Japonya’da giderek yayılan sessizlik salgını, milyonlarca insanı evine hapsediyor. Hikikomori olarak adlandırılan bu bireyler, yıllarca odalarından çıkmadan yaşıyor. Peki, bu toplumsal izolasyonun ardında ne var?

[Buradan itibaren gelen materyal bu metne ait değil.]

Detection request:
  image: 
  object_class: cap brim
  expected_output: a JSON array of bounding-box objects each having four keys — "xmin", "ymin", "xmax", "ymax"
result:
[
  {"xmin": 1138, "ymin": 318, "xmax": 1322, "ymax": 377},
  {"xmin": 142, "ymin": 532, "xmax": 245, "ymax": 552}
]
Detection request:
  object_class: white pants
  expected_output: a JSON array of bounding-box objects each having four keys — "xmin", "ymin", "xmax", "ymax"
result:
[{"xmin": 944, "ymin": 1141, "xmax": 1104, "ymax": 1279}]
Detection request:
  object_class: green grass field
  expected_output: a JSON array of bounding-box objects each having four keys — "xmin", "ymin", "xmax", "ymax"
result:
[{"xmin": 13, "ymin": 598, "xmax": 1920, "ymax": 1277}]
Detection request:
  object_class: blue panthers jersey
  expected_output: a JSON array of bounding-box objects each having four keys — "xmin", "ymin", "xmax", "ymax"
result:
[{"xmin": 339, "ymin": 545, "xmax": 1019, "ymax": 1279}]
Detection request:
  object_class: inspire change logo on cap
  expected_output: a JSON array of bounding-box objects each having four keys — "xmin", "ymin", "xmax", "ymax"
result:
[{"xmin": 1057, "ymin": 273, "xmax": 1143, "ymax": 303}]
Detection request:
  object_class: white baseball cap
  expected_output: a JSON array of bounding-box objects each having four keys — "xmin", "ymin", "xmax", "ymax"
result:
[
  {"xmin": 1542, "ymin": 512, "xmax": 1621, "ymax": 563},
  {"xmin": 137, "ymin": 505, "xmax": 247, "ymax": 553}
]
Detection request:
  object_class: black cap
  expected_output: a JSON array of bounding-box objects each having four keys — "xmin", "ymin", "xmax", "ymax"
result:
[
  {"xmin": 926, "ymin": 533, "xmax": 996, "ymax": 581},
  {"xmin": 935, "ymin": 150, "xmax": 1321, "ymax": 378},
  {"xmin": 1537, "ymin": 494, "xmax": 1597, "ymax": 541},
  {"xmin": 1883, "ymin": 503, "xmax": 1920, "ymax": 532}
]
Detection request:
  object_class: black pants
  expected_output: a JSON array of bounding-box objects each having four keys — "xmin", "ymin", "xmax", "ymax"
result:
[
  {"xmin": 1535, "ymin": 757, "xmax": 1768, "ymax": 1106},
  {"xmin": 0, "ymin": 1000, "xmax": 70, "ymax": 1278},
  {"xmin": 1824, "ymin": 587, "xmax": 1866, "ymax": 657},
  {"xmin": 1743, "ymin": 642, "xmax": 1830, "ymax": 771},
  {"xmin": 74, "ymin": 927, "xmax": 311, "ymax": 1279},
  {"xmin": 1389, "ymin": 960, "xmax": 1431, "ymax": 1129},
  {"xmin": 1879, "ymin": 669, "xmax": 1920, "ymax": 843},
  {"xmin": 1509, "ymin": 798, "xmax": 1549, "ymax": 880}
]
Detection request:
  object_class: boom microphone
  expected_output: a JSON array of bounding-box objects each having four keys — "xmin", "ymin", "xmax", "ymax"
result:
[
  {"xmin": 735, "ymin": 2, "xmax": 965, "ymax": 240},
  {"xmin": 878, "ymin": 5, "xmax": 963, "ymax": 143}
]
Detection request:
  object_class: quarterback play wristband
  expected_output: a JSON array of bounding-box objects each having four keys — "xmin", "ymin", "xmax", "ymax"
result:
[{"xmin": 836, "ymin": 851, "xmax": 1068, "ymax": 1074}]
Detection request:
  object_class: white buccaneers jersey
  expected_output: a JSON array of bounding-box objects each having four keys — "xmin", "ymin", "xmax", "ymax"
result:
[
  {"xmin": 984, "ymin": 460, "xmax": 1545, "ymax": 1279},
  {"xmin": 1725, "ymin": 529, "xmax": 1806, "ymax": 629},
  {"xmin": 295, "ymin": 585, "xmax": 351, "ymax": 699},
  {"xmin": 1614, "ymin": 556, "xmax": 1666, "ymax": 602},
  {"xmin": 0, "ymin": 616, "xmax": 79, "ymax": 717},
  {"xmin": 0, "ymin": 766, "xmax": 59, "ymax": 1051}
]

Japonya’da her geçen yıl daha fazla insan sessizliğe gömülüyor. Toplumdan tamamen izole bir yaşamı tercih eden ve bazen yıllarca evden çıkmayan bu kişiler, “Hikikomori” olarak tanımlanıyor. İlk kez 1990’larda dikkat çeken bu sosyolojik olgu, günümüzde artık bir toplumsal kriz haline gelmiş durumda.
HİKİKOMORİ NEDİR?
“Hikikomori” kelimesi Japonca’da “elini ayağını çekmek” anlamına gelir. Bu terim; okula, işe, sosyal hayata katılmayı tamamen bırakan, aylarca hatta yıllarca odasından çıkmadan yaşayan bireyler için kullanılıyor. Hikikomori’ler genellikle ailelerinin evinde yaşar, dış dünyayla fiziksel teması neredeyse sıfıra indirirler.

BİR KAYIP NESİL Mİ?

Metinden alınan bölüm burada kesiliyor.